10. Il résulte de ce qui précède, compte-tenu également de la somme non contestée en appel de 4 000 euros accordée au titre du préjudice moral par le tribunal, qu'il y a lieu de porter la provision totale de 91 640,61 euros, que l'office public Lille Métropole Habitat a été condamné à verser à M. et Mme C... par l'ordonnance attaquée, à 160 797,04 euros.
Sur les intérêts :
11. M. et Mme C... ont droit aux intérêts au taux légal sur la somme de 160 797,04 euros mentionnée ci-dessus, à compter du 5 février 2018, date de réception de leur demande préalable par l'office public Lille Métropole Habitat.
Sur les frais liés à l'instance :
12. Il y a lieu de mettre à la charge de l'office public Lille Métropole Habitat, partie perdante dans la présente affaire, la somme de 1 500 euros au titre des dispositions de l'article L. 761-1 du code de justice administrative. Les conclusions présentées sur le même fondement par l'office public ne peuvent en revanche qu'être rejetées.
ORDONNE :
Article 1er : La somme de 91 640,61 euros que l'office public Lille Métropole Habitat a été condamné par l'ordonnance n° 1807043 du 27 novembre 2018 du tribunal administratif de Lille à verser à M. et Mme C... est portée à 160 797,04 euros. Cette somme portera intérêts aux taux légal à compter du 5 février 2018.
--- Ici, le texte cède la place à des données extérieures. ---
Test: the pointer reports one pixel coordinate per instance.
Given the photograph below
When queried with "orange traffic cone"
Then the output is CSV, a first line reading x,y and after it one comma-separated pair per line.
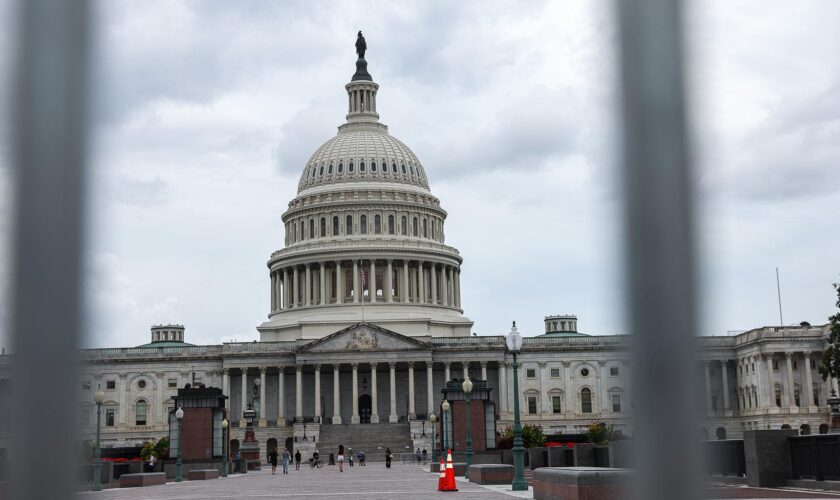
x,y
449,479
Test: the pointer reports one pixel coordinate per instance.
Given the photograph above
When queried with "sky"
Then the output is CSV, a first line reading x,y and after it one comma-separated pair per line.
x,y
206,113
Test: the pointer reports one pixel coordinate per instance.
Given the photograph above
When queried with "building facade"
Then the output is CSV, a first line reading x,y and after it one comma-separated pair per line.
x,y
365,327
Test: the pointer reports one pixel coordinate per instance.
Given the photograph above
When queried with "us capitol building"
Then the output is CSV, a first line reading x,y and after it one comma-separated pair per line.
x,y
365,327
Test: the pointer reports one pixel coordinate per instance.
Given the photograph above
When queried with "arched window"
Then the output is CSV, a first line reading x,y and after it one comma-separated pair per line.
x,y
140,412
585,400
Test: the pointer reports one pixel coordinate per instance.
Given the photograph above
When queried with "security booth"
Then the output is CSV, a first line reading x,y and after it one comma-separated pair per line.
x,y
201,436
482,410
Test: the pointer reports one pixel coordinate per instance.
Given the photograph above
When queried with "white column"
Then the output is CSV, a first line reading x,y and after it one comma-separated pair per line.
x,y
725,378
393,418
243,396
772,402
404,291
433,271
339,283
318,393
374,406
354,419
355,281
372,281
336,395
281,397
322,291
809,383
502,388
411,412
389,282
263,404
791,396
430,395
299,393
287,289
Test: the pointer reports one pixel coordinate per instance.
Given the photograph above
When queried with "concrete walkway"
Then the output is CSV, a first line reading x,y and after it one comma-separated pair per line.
x,y
371,482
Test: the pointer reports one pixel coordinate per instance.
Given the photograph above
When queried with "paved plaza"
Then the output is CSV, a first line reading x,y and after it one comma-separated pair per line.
x,y
371,482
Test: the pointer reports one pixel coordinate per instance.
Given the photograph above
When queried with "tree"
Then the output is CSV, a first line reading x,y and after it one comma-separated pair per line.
x,y
830,363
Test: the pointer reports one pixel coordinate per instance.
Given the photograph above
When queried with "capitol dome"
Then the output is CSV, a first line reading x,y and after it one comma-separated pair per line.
x,y
364,238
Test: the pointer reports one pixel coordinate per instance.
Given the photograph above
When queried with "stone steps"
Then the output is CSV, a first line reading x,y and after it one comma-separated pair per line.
x,y
373,439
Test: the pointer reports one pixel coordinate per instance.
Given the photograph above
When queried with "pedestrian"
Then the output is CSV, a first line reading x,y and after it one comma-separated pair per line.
x,y
286,457
340,458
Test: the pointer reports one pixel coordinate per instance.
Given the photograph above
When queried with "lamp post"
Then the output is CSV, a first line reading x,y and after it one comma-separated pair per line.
x,y
97,466
179,414
447,418
467,387
433,420
225,424
514,345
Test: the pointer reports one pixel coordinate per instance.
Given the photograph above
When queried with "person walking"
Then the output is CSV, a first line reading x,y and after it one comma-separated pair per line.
x,y
340,458
286,458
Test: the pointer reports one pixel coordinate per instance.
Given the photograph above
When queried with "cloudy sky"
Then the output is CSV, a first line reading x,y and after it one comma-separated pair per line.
x,y
207,112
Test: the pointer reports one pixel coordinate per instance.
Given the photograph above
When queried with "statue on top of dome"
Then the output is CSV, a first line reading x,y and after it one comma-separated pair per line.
x,y
361,46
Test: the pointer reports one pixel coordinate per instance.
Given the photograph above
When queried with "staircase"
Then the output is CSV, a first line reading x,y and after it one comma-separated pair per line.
x,y
370,438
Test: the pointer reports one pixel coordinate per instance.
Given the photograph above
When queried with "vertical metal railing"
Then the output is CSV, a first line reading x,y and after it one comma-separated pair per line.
x,y
658,229
49,131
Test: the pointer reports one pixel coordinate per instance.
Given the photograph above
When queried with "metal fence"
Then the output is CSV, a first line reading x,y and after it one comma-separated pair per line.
x,y
815,457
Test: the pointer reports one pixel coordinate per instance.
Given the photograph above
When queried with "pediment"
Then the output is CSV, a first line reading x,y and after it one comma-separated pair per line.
x,y
364,337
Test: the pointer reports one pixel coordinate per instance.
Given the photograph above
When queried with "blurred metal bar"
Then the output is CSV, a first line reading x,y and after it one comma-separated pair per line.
x,y
50,122
660,249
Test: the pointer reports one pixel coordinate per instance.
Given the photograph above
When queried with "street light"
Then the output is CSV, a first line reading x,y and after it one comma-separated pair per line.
x,y
224,447
445,406
99,396
179,414
514,344
433,420
467,387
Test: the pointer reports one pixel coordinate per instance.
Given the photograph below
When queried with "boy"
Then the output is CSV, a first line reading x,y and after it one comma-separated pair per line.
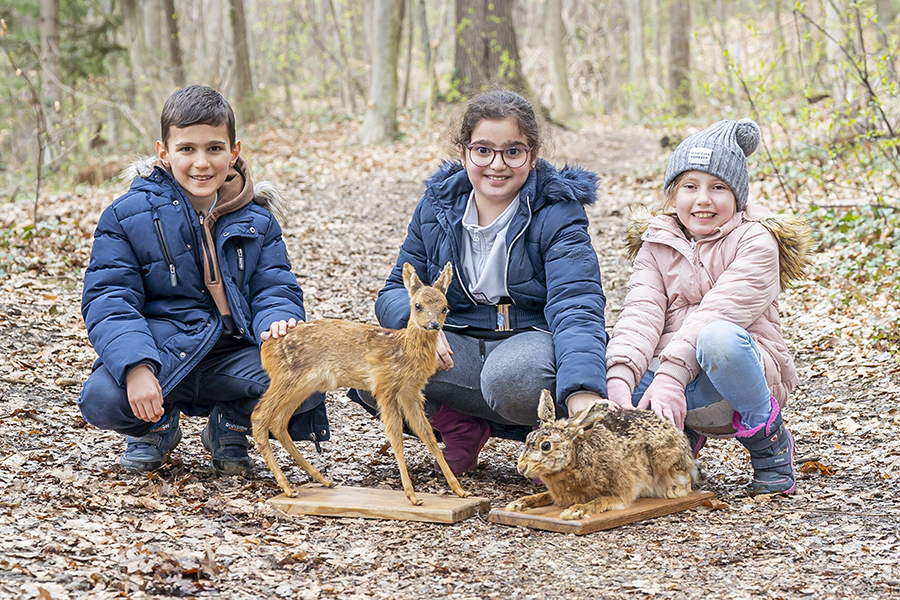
x,y
188,275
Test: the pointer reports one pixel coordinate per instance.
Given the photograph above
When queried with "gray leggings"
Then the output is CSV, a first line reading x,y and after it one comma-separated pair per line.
x,y
497,380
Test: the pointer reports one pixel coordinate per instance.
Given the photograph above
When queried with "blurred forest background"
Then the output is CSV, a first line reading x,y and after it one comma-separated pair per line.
x,y
82,83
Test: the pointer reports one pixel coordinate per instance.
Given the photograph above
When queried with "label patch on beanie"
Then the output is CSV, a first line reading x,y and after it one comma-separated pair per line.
x,y
700,156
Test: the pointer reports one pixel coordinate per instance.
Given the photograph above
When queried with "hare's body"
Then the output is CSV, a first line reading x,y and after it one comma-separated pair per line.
x,y
394,365
601,460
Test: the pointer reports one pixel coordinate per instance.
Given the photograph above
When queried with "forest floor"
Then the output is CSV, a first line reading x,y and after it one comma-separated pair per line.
x,y
73,524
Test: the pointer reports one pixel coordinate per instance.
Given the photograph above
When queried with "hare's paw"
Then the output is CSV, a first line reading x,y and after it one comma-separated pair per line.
x,y
517,505
576,512
678,491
Article 2 : L'ordonnance attaquée est réformée en ce qu'elle a de contraire à l'article 1er.
Article 3 : L'office public Lille Métropole Habitat versera à M. et Mme C... la somme de 1 500 euros au titre des dispositions de l'article L. 761-1 du code de justice administrative.
Article 4 : Le surplus des conclusions de la requête est rejeté.
Article 5 : Les conclusions de l'office public Lille Métropole Habitat tendant à l'application de l'article L. 761-1 du code de justice administrative sont rejetées.
Article 6 : La présente ordonnance sera notifiée à M. A... et Mme B... C... et à l'office public Lille Métropole Habitat.